KOMPAS.com - Umat Hindu di Bali dikenal memiliki banyak hari besar, seperti contohnya Hari Raya Galungan dan Kuningan.
Hari Raya Galungan dan Kuningan adalah hari suci yang dirayakan oleh umat Hindu di Bali setiap 210 hari atau enam bulan dalam kalender Bali.
Hari Raya Galungan jatuh pada hari Budha Kliwon wuku Dungulan (Rabu Kliwon wuku Dungulan), sedangkan Hari Raya Kuningan dirayakan 10 hari setelah Galungan, tepatnya pada hari Saniscara Kliwon wuku Kuningan (Sabtu Kliwon wuku Kuningan).
Hari Raya Galungan dan Kuningan tahun 2025 masing-masing jatuh pada tanggal 23 April dan 3 Mei.
Di Bali, ada tradisi Hari Raya Galungan yang selalu memukau wisatawan, yakni pemasangan banyak penjor yang menghiasi tepi jalan.
Lantas, bagaimana sejarah Hari Raya Galungan umat Hindu di Bali? Simak asal-usulnya berikut ini.
Baca juga: Penjor: Fungsi dan Maknanya bagi Umat Hindu Bali
Galungan diambil dari bahasa Jawa Kuno yang berarti bertarung. Masyarakat Bali juga biasa menyebutnya “dungulan”, yang artinya menang.

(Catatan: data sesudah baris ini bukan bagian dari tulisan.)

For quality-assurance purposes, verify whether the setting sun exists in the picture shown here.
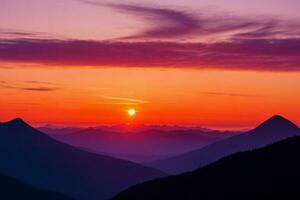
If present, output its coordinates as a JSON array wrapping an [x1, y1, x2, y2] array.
[[127, 108, 136, 117]]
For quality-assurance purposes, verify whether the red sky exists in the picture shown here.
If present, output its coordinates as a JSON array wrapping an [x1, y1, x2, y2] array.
[[0, 0, 300, 128]]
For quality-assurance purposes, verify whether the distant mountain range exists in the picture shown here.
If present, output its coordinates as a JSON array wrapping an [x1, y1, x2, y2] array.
[[113, 132, 300, 200], [148, 116, 300, 174], [0, 174, 74, 200], [0, 118, 166, 200], [39, 126, 240, 163]]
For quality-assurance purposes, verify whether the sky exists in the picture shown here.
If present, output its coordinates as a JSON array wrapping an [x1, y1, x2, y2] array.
[[0, 0, 300, 129]]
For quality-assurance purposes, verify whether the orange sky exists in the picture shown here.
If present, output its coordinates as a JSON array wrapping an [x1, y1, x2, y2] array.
[[0, 63, 300, 128]]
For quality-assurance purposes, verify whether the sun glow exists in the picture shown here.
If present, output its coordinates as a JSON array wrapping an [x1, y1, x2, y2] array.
[[127, 108, 136, 117]]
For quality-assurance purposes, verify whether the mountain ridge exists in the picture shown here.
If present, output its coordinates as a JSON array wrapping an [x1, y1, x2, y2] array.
[[147, 115, 300, 174], [0, 118, 166, 200]]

Galungan adalah Hari Raya umat Hindu di Bali untuk memperingati kemenangan Dharma (kebenaran) melawan Adharma (kejahatan).
Sejarah Hari Raya Galungan berakar pada kisah kemenangan seorang pemuka agama, Mpu Sangkul Putih (Dharma) dalam pertempuran melawan Raja Mayadenawa (Adharma).
Menurut mitologi Hindu Bali, Mayadenawa adalah seorang raja yang kuat dan sakti.
Mayadenawa menolak menyembah dewa dan menciptakan kekacauan dengan melarang rakyat beribadah ke pura. Ia bahkan memerintahkan rakyat menyembahnya.
Sikap Mayadenawa yang dianggap telah melampaui batas, mendorong Mpu Sangkul Putih untuk bersemedi dan memohon petunjuk dari Yang Maha Kuasa.
Dalam semedinya, Mpu Sangkul Putih menerima pesan bahwa ia harus pergi ke Jawa Dwipa atau India untuk meminta bantuan.
Baca juga: Sejarah Ogoh-Ogoh dan Kaitannya dengan Hari Raya Nyepi
Dalam perjalanannya, Mpu Sangkul mendapat bantuan dari Dewa Indra, yang merupakan dewa yang mengendalikan cuaca.
Singkat cerita, Mpu Sangkul dan Mayadenawa terlibat pertempuran sengit, yang berujung kekalahan Mayadenawa.